The turnover rates of the CLIPf fusion protein under investigation may vary widely depending on the fusion partner. We have seen half-life values ranging from less than one hour to more than 12 hours. Where protein turnover is rapid, we recommend analyzing the cells under the microscope immediately after the labeling reaction or, if the application allows it, fixing the cells directly after labeling. As an alternative to visualize proteins with fast turnover rates, CLIPf fusion proteins can be labeled at lower temperatures (4 or 16°C). Labeling times may need to be optimized.

Fixation of Cells

After labeling the CLIPf fusion proteins, the cells can be fixed with standard fixation methods such as para-formaldehyde, ethanol, methanol, methanol/acetone etc., without loss of signal. We are not aware of any incompatibility of the CLIP-tag label with any fixation method.

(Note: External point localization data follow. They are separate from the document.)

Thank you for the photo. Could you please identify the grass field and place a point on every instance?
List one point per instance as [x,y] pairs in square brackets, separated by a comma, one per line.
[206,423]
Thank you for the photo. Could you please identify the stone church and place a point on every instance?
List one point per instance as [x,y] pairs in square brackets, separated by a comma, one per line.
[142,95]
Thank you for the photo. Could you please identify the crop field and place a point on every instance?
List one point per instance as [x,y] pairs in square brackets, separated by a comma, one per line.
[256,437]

Cells can be counterstained with any live-cell dye that is compatible with the fluorescent properties of the CLIP-tag substrate for simultaneous microscopic detection. We routinely add 5 μM Hoechst 33342 to the labeling medium after the 30 minutes incubation (Step 2 above) as a DNA counterstain for nuclear visualization. Counterstaining of cells is also possible after fixation and permeabilization.

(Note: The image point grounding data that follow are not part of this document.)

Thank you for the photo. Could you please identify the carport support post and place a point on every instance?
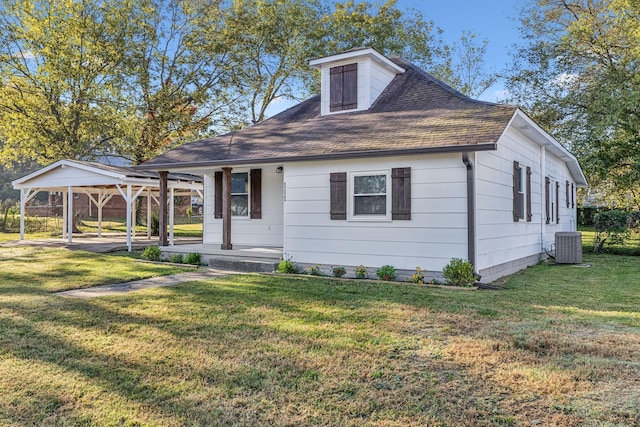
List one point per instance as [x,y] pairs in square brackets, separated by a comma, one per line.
[149,214]
[162,216]
[70,215]
[226,209]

Antibody labeling can be performed after CLIP-tag labeling and fixation of the cells according to standard protocols without loss of the CLIP-tag signal. The fixation conditions should be selected based on experience with the protein of interest. For example some fixation methods destroy epitopes of certain proteins and therefore do not allow antibody staining afterwards..

Problems with Cellular Labeling

No Labeling

If no labeling is seen, the most likely explanation is that the fusion protein is not expressed. Verify your transfection method to confirm that the cells contain the fusion gene of interest. If this is confirmed, check for expression of the CLIPf fusion protein. If no antibody against the fusion partner is available, Anti-SNAP-tag Antibody (NEB #P9310) can be used. Alternatively, CLIP-Vista Green (NEB #S9235) can be used to confirm presence of CLIPf fusion in cell extracts following SDS-PAGE, without the need for Western blotting. An alternate explanation is that the CLIPf is fused to the end of the protein that is not localized on the extracellular surface of the cell membrane; reversing the orientation of the fusion protein may solve this problem.

Weak Labeling

Weak labeling may be caused by insufficient exposure of the fusion protein to the substrate. Try increasing the concentration of CLIP-tag substrate and/or the incubation time within the range of 1–20 μM and 5–30 minutes, respectively. Alternatively the protein may be poorly expressed and/or turn over rapidly. If the protein has limited stability in the cell, it may help to analyze the samples immediately after labeling.

High Background

Background fluorescence may be controlled by reducing the concentration of CLIP-tag substrate used, and by shortening the incubation time. The presence of fetal calf serum or BSA during the labeling incubation should reduce non-specific binding of substrate to surfaces.

Signal Strongly Reduced after Short Time

If the fluorescence signal decreases rapidly, it may be due to instability of the fusion protein. The signal may be stabilized by fixing the cells. Alternatively try switching the CLIP-tag from the N- to the C-terminus or vice versa. Photobleaching is generally not a problem as both CLIP-Surface 488 and CLIP-Surface 547 are very photostable. However, if you experience problems with photobleaching, addition of a commercially available anti-fade reagent may be helpful.